Meiosis I refers to the first of the two divisions and is often called the reduction division. This is because it is here that the chromosome complement is reduced from diploid (two copies) to haploid (one copy). Interphase in meiosis is identical to interphase in mitosis. At this stage, there is no way to determine what type of division the cell will undergo when it divides. Meiotic division will only occur in cells associated with male or female sex organs. Prophase I is virtually identical to prophase in mitosis, involving the appearance of the chromosomes, the development of the spindle apparatus, and the breakdown of the nuclear membrane. Metaphase I is where the critical difference occurs between meiosis and mitosis. In mitosis, all of the chromosomes line up on the metaphase plate in no particular order. In Metaphase I, the chromosome pairs are aligned on either side of the metaphase plate. It is during this alignment that the chromatid arms may overlap and temporarily fuse, resulting in what is called crossovers. During Anaphase I, the spindle fibers contract, pulling the homologous pairs away from each other and toward each pole of the cell. In Telophase I, a cleavage furrow typically forms, followed by cytokinesis, the changes that occur in the cytoplasm of a cell during nuclear division; but the nuclear membrane is usually not reformed, and the chromosomes do not disappear. At the end of Telophase I, each daughter cell has a single set of chromosomes, half the total number in the original cell, that is, while the original cell was diploid; the daughter cells are now haploid.

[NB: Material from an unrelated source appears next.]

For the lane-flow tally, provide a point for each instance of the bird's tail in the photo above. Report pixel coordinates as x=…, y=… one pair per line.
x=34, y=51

Meiosis II is quite simply a mitotic division of each of the haploid cells produced in Meiosis I. There is no Interphase between Meiosis I and Meiosis II, and the latter begins with Prophase II. At this stage, a new set of spindle fibers forms and the chromosomes begin to move toward the equator of the cell. During Metaphase II, all of the chromosomes in the two cells align with the metaphase plate. In Anaphase II, the centromeres split, and the spindle fibers shorten, drawing the chromosomes toward each pole of the cell. In Telophase II, a cleavage furrow develops, followed by cytokinesis and the formation of the nuclear membrane. The chromosomes begin to fade and are replaced by the granular chromatin, a characteristic of interphase. When Meiosis II is complete, there will be a total of four daughter cells, each with half the total number of chromosomes as the original cell. In the case of male structures, all four cells will eventually develop into sperm cells. In the case of the female life cycles in higher organisms, three of the cells will typically abort, leaving a single cell to develop into an egg cell, which is much larger than a sperm cell.